Frente a ese menú de opciones, Reutemann sobrevoló el escenario, midió los tiempos (dejando que toda la dirigencia quede disfónica de tanto repiquetear sobre lo mismo) hasta que, al fin, eligió una radio santafesina para ganar el centro de la escena y salir en rescate del soldado Obeid.

"La ley de lemas cumplió su ciclo, pero antes de derogarla sería interesante conocer cuál será el nuevo sistema", apostrofó.

La escasa capacidad de la dirigencia para recordarles a los santafesinos qué fueron las "cooperativas" que se adueñaron de las candidaturas antes del 91, y la nula visión estratégica para evitar que el pasado vuelva a filtrarse, hace que la defensa del esbozo teórico de la ley de lemas sea más políticamente incorrecto que reivindicar los arañazos del Muñeco Gallardo en La Bombonera.

Sin embargo, algo debe reiterarse con todas las letras: el actual plexo normativo para elegir gobernantes, legisladores y concejales está perforado por los abusos, pero nada justifica un retroceso de 20 años. El esperpento en el que se convirtió es responsabilidad de toda la clase política santafesina.

El peronismo, y fundamentalmente Reutemann, creyeron que la multiplicidad de lemas, sublemas y superlemas que abarrotaron los lugares de votación constituían una muestra de apertura, que les abría las puertas de la política a los nuevos rostros que tenían algo que decir. Se equivocaron: la actual ley fue mutando hasta convertirse en nueva plataforma de lanzamiento para los viejos profetas de lo eterno. "Juntate unos pesos y armá un sublema", fue la consigna que predominó en todo el arco político. Arribistas, equilibristas (y un buen número de payasos) le dieron el formato final de circo electoral.

Los líderes partidarios deben entender de una buena vez que son ellos los que tienen que airear la casa, recomponer lo que está roto y esterilizar lo contaminado.

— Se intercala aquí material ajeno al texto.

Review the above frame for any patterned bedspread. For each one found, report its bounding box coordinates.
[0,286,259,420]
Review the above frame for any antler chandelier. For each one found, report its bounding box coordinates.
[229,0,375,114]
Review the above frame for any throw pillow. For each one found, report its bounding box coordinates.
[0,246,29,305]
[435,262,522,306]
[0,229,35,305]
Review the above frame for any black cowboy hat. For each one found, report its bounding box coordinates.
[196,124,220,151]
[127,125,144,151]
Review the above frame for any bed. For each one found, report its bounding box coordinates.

"¿Qué hay de nuevo?", podría preguntarse cualquier observador neutral de la realidad al monitorear los rostros de la ¿ex? Alianza que, el jueves pasado, continuaron batiendo el parche en Santa Fe sobre la vinculación entre "vieja política y ley de lemas". La respuesta brota espontánea apenas se miran con detenimiento las fotos de ese encuentro: nada.

La coyuntura santafesina se consume en la misma hoguera de palabras que ahora domina el escenario nacional.

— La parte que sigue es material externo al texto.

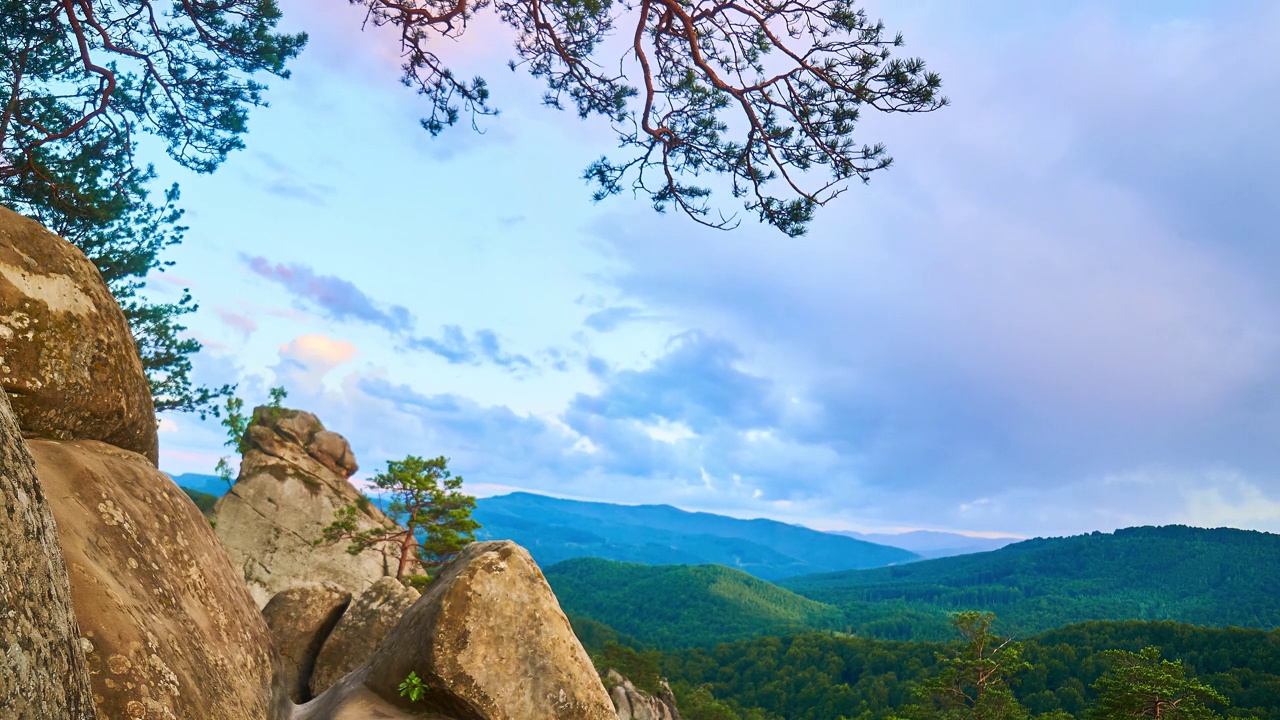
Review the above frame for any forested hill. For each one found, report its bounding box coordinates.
[634,621,1280,720]
[545,557,844,647]
[474,492,919,580]
[781,525,1280,637]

Néstor Kirchner y Eduardo Duhalde tomaron en las últimas horas la peligrosa esfinge de compadritos, cruzándose frases envenenadas y prepoteándose como jefes de pandillas extraídos de una novela de Mario Puzo.

"Los que desafían mi poder siempre pierden", bravuconeó el caudillo, dejando una retahíla de interpretaciones sobre la capacidad de daño que se aloja en las células dormidas del frondoso aparato político bonaerense.

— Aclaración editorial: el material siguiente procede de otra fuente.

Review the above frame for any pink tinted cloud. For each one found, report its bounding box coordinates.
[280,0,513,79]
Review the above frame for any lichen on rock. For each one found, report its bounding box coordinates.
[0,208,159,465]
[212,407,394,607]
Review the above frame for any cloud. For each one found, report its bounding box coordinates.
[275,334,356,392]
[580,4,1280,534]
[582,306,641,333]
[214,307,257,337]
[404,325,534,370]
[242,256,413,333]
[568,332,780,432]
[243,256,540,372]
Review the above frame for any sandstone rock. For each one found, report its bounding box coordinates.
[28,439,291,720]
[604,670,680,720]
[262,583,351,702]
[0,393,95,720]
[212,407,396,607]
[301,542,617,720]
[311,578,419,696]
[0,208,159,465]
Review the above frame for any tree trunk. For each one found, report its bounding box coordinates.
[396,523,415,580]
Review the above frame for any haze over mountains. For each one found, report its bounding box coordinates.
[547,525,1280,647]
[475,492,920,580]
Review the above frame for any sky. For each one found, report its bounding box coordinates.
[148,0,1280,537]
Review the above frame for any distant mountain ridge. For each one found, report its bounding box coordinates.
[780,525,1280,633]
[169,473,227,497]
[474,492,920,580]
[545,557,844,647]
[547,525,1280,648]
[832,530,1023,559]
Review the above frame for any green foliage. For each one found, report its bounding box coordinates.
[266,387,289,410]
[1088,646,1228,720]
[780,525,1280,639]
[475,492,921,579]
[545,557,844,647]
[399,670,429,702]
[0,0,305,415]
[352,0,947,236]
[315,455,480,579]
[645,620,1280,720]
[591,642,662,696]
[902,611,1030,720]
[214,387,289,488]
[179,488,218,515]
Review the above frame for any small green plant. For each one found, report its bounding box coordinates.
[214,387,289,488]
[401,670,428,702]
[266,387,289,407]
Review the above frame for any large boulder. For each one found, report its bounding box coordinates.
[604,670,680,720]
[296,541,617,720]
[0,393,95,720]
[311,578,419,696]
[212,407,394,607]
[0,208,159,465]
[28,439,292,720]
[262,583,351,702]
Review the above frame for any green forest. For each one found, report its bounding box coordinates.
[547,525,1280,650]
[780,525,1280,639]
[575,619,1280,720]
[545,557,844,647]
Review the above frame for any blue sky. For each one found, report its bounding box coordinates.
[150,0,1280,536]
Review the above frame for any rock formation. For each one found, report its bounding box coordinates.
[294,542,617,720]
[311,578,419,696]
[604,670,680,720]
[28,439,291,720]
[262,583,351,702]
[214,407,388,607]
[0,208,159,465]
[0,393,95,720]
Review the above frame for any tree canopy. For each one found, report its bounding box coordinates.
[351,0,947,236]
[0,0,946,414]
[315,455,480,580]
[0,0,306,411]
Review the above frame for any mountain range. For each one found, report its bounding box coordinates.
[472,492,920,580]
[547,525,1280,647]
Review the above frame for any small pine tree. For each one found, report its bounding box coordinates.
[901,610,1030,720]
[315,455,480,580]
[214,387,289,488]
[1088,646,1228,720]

La batalla final entre el presidente y su antecesor parece amanecer antes de hora y en un contexto poco favorable. En un país que sigue cabalgando por el infierno, la gobernabilidad debería ser un paraguas protector y no un revólver cargado para jugar a la ruleta rusa.

"Acá hay olor a pólvora. Kirchner está convencido de que la ausencia de duhaldistas para que se apruebe el envío de tropas a Haití fue una jugada tramada por el Cabezón para hacerle morder el polvo; y los bonaerenses ya salieron a patrullar Buenos Aires para frenar el desembarco de Cristina", comentó a este diario un legislador de trato frecuente con los dos bandos en pugna.

El jefe del Estado debió hacer la gran Duhalde y convocar a los gobernadores a la Casa de Gobierno, mandando al último lugar de la fila al indescifrable Felipe Solá, convertido en el queso de un sándwich que luce demasiado cargado de aderezos.

La política sigue inmersa en sus guerras de baja intensidad mientras la sociedad se mantiene en vilo por el secuestro del joven Cristian Ramaro, en una nueva muestra dramática de la Argentina imprevisible.

La dirigencia debería estar suficientemente informada del control social que nació tras el asesinato de Axel Blumberg: la reedición de esa tragedia, aunque con otros nombres, hará tambalear a los tres poderes del Estado.

Kirchner y Duhalde no deberían gastar su tiempo descargando pirotecnia en un territorio regado con nafta.